Prose Fiction

The following stories illustrate the structuring power of narrative. From myth and enchantment to the dramas of daily life, these stories draw their readers from some beginning to some end. The human condition is a process of unfolding, not a state of being. We are creatures of time. Our truths, our ideas, our necessary fictions, do not emerge for us except through the staging of our lives.

“Camp Holocaust” imagines a theme park where actors, in order to achieve full verisimilitude, transform themselves into the emaciated and demoralized Jewish captives of historical reality. The piece satirizes the commercialization of history in contemporary discourse and exposes the moral dangers of ethical tourism. At a deeper level, it critiques the glorification of “work” in American society and the famished lives that Americans lead in the name of honest labor.

“Blue Lily of the Nile” recounts a reunion between a transgendered woman and an old male playmate from childhood. As the woman explains her motives for undergoing the Change to an alternately horrified and fascinated interlocutor, a mounting undercurrent of menace lifts the story from a study in social intolerance to an analysis of human psychology and manipulation.

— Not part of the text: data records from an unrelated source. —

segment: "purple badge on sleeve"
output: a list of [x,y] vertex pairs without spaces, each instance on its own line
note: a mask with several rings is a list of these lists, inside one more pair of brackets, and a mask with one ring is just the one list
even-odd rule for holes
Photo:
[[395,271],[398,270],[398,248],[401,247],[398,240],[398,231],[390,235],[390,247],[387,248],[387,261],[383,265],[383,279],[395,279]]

“The Fire” narrates another reunion, this one between a woman, her current boyfriend, and a well-off writer who had once been the woman’s lover. Their meandering fireplace conversation unwittingly becomes a meditation on the tragic ironies of life and death. As they explore the intermingling of suffering and joy, the story's
central character comes to ponder the repetition and the randomness that circumscribe his existence.

“Eclipse” tells the story of a teenage girl eager to meet her stepbrother, soon to be released from prison for homicide. What kind of person would kill another human being? She soon discovers the banality of his crime and his all-too-ordinary nature. In disgust and curiosity, she takes her education in psychopathology into her own capable hands.

“The Crimson Amaranth” makes a fairy tale out of love in modern America. Through charming and sometimes disarming descriptions, the story develops the love between a handsome and wealthy man and a once-beautiful artist disfigured by an acid-attack in Bangladesh. The piece asks us to marvel at the magic of pure intentions and the poisons of insincere hearts.

All moral philosophy that does not begin with a human narrative is a lie.